Before the 2003 U.S.-led invasion that toppled Saddam Hussein, Iraq, despite his brutal regime, was famed for its universities and its healthcare system.
But that all vanished amid the orgy of killings and the climate of fear it engendered among Iraq's elite.
Mustansiriya University, one of Iraq's most prestigious seats of learning, has figured prominently in these attacks.
In October 2009, Maliki, a former student there, closed the university for a time in a bid to rid it of a shadowy gang of Shiite students who allegedly murdered, tortured, beat up and raped fellow students and killed professors and administrators.
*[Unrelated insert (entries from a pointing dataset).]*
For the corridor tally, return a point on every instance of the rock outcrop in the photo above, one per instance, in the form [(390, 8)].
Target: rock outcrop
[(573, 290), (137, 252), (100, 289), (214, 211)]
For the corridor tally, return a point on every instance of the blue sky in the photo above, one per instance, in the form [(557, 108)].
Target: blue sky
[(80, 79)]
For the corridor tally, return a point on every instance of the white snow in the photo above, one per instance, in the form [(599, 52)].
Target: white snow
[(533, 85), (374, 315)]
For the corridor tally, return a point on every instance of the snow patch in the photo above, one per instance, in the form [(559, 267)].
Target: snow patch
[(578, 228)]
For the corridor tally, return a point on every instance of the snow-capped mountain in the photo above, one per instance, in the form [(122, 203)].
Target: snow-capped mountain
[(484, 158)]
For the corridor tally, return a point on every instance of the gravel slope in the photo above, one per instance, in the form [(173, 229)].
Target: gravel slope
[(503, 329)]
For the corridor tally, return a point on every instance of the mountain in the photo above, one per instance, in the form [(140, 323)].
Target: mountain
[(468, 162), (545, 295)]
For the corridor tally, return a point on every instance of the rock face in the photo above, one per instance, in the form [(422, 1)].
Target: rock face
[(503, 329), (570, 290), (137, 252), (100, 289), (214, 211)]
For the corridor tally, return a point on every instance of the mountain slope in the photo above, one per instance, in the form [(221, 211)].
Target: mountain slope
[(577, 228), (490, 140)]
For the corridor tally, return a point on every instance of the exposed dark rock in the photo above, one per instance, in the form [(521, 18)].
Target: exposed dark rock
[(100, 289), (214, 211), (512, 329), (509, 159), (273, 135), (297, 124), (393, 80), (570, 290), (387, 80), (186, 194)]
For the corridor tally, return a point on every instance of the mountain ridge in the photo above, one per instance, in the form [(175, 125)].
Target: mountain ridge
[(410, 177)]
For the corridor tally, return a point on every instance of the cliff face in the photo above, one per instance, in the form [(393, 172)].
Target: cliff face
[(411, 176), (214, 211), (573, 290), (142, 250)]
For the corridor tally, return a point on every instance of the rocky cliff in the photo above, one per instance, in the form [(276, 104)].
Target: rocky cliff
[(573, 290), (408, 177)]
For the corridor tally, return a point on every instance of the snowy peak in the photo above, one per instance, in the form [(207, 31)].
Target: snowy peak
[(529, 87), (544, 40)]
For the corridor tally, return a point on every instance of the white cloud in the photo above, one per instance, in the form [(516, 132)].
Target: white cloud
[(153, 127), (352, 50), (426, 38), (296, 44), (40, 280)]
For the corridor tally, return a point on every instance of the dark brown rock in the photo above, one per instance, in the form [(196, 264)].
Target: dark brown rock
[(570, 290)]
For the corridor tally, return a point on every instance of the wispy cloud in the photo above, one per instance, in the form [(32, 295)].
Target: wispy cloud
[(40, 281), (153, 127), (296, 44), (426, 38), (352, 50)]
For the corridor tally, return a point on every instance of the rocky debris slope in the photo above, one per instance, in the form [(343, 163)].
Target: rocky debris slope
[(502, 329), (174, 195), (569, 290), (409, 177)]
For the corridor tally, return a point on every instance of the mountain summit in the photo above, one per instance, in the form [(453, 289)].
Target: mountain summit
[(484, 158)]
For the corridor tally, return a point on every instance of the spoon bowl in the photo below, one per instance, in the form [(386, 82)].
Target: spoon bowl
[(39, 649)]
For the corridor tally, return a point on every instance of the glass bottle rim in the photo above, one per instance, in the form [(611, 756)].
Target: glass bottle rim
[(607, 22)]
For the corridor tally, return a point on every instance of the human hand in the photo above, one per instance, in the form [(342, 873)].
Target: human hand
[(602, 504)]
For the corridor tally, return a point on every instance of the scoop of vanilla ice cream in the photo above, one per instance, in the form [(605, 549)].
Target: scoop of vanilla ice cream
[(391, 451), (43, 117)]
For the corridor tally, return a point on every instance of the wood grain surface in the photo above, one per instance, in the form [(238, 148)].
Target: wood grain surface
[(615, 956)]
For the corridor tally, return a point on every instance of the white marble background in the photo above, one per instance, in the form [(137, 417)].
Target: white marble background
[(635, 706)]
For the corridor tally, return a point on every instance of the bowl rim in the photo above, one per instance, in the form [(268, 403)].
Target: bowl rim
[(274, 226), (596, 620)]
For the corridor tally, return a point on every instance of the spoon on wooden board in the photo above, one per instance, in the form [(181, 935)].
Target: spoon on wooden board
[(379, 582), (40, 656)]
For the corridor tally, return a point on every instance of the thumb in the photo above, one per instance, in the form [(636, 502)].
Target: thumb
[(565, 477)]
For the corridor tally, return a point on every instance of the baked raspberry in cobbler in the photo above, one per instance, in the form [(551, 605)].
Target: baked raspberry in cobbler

The closure of the university, which at the time has 24,000 students, followed the pistol whipping of Abdullah al-Bayati, a 63-year-old education professor, on the campus by the group known as the Students League.
He had publicly criticized the group, which acted with near impunity on the campus, controlling activities and security and even grading and admissions.
Since 2007, more than 325 students and staff members at Mustansiriya were killed or maimed. University officials said it was widely believed that Maliki's Shiite party, ad-Dawa, had links with the Students League.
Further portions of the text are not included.